7 propositions d’Entrepreneurs des Territoires
  1. Intégrer les déplacements des engins agricoles dans les projets d’aménagement des territoires.
  2. Privilégier des solutions d’aménagement qui permettent aux convois agricoles, de circuler librement et facilement (bande centrale à plat, bordures surbaissées, chicanes adaptées…) afin de répondre aux contraintes des clients du monde agricole et forestier.

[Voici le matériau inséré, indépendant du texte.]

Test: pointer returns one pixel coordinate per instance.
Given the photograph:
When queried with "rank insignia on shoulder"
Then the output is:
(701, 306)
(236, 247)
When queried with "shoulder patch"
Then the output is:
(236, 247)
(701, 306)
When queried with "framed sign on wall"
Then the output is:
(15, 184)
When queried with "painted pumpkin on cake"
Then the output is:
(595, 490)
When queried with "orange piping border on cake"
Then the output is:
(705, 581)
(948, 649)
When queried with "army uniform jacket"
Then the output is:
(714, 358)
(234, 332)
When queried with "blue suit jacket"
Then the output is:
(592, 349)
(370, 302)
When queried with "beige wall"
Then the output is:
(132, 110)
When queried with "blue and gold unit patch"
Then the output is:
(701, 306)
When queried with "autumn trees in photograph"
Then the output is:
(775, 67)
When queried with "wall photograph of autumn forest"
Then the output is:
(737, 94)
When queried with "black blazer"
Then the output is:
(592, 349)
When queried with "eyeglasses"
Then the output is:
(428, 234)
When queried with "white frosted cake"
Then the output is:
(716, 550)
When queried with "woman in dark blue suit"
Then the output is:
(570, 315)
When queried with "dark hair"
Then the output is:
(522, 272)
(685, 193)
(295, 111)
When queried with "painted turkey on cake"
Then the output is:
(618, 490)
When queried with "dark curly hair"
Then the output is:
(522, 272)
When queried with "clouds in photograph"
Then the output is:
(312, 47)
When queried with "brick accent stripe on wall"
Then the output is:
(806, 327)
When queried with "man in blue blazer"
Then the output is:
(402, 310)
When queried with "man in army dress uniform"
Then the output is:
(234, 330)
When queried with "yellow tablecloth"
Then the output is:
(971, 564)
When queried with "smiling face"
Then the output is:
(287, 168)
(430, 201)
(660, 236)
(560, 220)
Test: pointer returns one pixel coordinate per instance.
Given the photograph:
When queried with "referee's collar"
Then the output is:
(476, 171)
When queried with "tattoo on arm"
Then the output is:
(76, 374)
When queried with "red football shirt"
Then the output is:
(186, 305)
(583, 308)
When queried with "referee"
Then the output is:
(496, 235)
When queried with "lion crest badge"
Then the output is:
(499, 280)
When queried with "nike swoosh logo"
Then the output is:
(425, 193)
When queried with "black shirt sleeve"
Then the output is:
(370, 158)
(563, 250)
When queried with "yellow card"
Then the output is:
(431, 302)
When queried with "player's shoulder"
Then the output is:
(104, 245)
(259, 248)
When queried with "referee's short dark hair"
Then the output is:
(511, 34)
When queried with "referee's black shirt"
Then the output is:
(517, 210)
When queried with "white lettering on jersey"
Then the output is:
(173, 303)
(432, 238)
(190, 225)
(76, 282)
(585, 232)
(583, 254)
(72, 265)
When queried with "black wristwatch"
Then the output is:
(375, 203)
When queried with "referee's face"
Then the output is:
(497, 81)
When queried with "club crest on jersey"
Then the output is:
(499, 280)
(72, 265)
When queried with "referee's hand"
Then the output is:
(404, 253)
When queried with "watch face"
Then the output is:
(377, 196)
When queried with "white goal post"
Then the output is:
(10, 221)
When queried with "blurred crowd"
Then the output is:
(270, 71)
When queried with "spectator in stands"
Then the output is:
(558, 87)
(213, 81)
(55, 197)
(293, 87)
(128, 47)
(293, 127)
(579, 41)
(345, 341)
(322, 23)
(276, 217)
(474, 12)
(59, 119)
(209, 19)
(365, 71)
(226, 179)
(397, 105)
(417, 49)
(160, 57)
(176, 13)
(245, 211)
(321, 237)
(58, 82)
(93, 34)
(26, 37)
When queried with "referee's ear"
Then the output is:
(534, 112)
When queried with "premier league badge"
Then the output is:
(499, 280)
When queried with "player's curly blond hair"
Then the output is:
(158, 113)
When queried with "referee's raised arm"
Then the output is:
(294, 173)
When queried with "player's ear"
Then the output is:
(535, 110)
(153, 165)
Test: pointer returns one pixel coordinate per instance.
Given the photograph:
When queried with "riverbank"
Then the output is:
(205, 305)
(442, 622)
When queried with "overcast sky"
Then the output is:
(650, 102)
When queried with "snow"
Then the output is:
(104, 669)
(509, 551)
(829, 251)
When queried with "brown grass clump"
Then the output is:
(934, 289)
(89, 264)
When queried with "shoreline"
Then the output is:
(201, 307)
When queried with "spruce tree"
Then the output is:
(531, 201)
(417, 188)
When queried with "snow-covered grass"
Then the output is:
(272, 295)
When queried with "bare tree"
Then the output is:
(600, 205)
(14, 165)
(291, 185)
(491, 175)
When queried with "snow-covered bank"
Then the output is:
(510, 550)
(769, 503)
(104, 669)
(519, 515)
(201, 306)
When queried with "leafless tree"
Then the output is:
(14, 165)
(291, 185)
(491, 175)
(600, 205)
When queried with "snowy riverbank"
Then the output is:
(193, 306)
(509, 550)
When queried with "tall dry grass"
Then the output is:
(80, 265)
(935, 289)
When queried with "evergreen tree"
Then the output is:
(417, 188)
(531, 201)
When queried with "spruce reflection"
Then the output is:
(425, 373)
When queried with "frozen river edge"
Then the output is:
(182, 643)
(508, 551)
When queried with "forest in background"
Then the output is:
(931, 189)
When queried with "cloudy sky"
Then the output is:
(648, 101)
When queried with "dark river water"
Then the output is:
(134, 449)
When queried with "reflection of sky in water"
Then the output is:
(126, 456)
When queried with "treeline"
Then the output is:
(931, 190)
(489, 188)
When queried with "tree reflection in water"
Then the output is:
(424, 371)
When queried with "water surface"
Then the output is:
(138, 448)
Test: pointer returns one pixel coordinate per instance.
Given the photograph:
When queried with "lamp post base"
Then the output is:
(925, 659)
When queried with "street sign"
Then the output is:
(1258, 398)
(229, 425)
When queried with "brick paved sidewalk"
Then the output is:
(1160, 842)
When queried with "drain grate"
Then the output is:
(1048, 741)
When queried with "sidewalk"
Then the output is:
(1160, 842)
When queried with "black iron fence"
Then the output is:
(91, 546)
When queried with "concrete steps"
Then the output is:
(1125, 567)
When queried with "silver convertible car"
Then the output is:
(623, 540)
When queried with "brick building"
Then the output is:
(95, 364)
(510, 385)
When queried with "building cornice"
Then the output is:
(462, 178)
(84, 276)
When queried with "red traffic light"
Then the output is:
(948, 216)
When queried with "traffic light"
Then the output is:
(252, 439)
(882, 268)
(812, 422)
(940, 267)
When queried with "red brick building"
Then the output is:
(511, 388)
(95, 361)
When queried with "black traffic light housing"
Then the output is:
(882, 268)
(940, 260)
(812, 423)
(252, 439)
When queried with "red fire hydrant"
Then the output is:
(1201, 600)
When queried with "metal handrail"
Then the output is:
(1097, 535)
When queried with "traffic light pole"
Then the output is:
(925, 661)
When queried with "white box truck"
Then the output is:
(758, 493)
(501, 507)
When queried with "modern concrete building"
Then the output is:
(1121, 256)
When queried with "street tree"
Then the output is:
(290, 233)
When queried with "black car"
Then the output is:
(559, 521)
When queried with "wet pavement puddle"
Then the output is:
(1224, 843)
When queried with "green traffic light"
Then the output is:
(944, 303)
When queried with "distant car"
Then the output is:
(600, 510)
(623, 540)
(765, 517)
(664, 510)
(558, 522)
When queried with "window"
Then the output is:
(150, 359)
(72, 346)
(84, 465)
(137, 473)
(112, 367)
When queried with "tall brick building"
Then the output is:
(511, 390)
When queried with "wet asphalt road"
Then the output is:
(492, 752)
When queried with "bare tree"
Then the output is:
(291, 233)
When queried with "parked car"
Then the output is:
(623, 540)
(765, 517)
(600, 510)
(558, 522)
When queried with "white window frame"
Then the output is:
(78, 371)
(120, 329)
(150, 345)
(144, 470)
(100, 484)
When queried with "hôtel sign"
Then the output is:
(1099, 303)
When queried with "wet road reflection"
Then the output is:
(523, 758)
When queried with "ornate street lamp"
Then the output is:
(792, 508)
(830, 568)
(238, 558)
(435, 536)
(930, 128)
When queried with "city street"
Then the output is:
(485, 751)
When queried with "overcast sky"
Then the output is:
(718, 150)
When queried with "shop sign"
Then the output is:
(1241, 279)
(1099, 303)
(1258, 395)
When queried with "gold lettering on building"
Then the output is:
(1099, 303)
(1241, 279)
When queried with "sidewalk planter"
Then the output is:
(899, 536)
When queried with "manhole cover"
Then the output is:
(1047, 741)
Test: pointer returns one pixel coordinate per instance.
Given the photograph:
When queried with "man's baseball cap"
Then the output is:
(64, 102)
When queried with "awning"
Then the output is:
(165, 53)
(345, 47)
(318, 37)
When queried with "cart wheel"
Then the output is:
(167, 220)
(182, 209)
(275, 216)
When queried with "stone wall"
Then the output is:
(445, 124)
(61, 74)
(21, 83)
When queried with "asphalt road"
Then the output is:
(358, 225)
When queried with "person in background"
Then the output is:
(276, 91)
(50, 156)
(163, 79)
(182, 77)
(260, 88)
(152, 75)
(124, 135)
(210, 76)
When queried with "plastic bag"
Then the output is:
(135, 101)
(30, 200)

  3. Assurer un entretien de la végétation aux abords des routes, qui permettrait la circulation des engins agricoles, camions, sans occasionner des dégâts sur le matériel.
  4. Consulter les entrepreneurs de travaux agricoles, ruraux et forestiers des territoires concernés, avant toute validation de projet d’aménagement.
  5. Organiser une rencontre annuelle entre les associations des maires, les élus locaux et le réseau Entrepreneurs Des Territoires.
  6. Sensibiliser les usagers de la route à partager le réseau routier avec les engins agricoles et ruraux.
  7. Communiquer sur le décret du 4 mai 2006, relatif à la circulation des véhicules et matériels agricoles ou forestiers et de leurs ensembles.